Pemunuhan Gizi Program MBG, Komisi XIII Ingatkan Hak Konstitusional Warga di UUD 45
- 04 Jun 2026 12:40 WIB
- Pusat Pemberitaan
Poin Utama
- Anggota Komisi XIII DPR RI, Rieke Diah Pitaloka menyoroti, langkah Presiden Prabowo Subianto merombang jajaran pimpinan BGN RI.
- Politikus PDIP ini menegaskan, pemenuhan gizi pada program MBG merupakan hak konstitusional setiap warga negara.
- Hak atas pemenuhan gizi berkaitan erat dengan hak memperoleh pelayanan kesehatan sebagaimana diatur dalam Pasal 28H ayat (1) UUD 1945. Serta tanggung jawab negara dalam penyediaan pelayanan dasar sebagaimana diamanatkan Pasal 34 UUD 1945.
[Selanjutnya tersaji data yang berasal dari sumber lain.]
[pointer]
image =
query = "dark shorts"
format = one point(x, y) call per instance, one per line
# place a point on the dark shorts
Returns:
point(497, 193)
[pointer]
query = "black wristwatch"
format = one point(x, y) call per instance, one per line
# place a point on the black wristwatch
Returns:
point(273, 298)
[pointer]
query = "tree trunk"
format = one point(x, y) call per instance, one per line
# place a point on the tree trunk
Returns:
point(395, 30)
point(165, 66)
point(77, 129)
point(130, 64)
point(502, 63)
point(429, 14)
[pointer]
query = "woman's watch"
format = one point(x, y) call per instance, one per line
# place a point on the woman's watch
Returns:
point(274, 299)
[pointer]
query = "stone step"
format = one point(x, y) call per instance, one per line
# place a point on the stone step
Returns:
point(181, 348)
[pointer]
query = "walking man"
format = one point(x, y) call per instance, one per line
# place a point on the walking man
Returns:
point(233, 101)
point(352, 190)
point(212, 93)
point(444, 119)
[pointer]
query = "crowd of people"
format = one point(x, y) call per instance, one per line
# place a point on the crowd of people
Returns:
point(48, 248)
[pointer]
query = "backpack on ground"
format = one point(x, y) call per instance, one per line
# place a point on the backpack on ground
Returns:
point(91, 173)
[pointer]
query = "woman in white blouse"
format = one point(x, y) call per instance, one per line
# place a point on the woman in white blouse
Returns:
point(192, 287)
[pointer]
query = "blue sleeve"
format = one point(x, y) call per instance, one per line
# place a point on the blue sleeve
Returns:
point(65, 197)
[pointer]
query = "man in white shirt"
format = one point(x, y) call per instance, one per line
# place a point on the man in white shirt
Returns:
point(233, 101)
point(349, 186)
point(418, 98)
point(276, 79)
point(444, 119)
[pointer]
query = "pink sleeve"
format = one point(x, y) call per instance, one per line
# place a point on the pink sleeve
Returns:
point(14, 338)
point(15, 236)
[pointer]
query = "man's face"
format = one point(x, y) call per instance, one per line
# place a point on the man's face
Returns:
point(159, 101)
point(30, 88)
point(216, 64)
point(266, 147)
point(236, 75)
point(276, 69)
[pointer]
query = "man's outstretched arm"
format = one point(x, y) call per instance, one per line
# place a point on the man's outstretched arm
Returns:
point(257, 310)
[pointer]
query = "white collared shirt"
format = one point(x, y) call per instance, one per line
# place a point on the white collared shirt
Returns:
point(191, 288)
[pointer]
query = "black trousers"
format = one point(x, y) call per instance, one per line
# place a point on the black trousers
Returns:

RRI.CO.ID, Jakarta – Anggota Komisi XIII DPR RI, Rieke Diah Pitaloka menyoroti, langkah Presiden Prabowo Subianto merombang jajaran pimpinan BGN RI. Perombakan jajaran pimpinan BGN itu, dinilainya sebagai bentuk keseriusan memperbaiki tata kelola Program MBG.
Politikus PDIP ini menegaskan, pemenuhan gizi pada program MBG merupakan hak konstitusional setiap warga negara. Mengingat, hal tersebut dijamin oleh Undang-Undang Dasar Negara Republik Indonesia Tahun 1945.
"Hak atas pemenuhan gizi berkaitan erat dengan hak memperoleh pelayanan kesehatan sebagaimana diatur dalam Pasal 28H ayat (1) UUD 1945. Serta tanggung jawab negara dalam penyediaan pelayanan dasar sebagaimana diamanatkan Pasal 34 UUD 1945," kata Rieke dalam keterangan persnya, di Jakarta, Kamis, 4 Juni 2026.
Oleh karenanya, Rieke mengapresiasi, langkah Presiden Prabowo Subianto melakukan evaluasi besar-besaran di tubuh BGN. Ia juga mengapresiasi, Kejaksaan Agung yang berhasil mengungkap berbagai indikasi kerentanan dan risiko korupsi dalam pelaksanaan program tersebut.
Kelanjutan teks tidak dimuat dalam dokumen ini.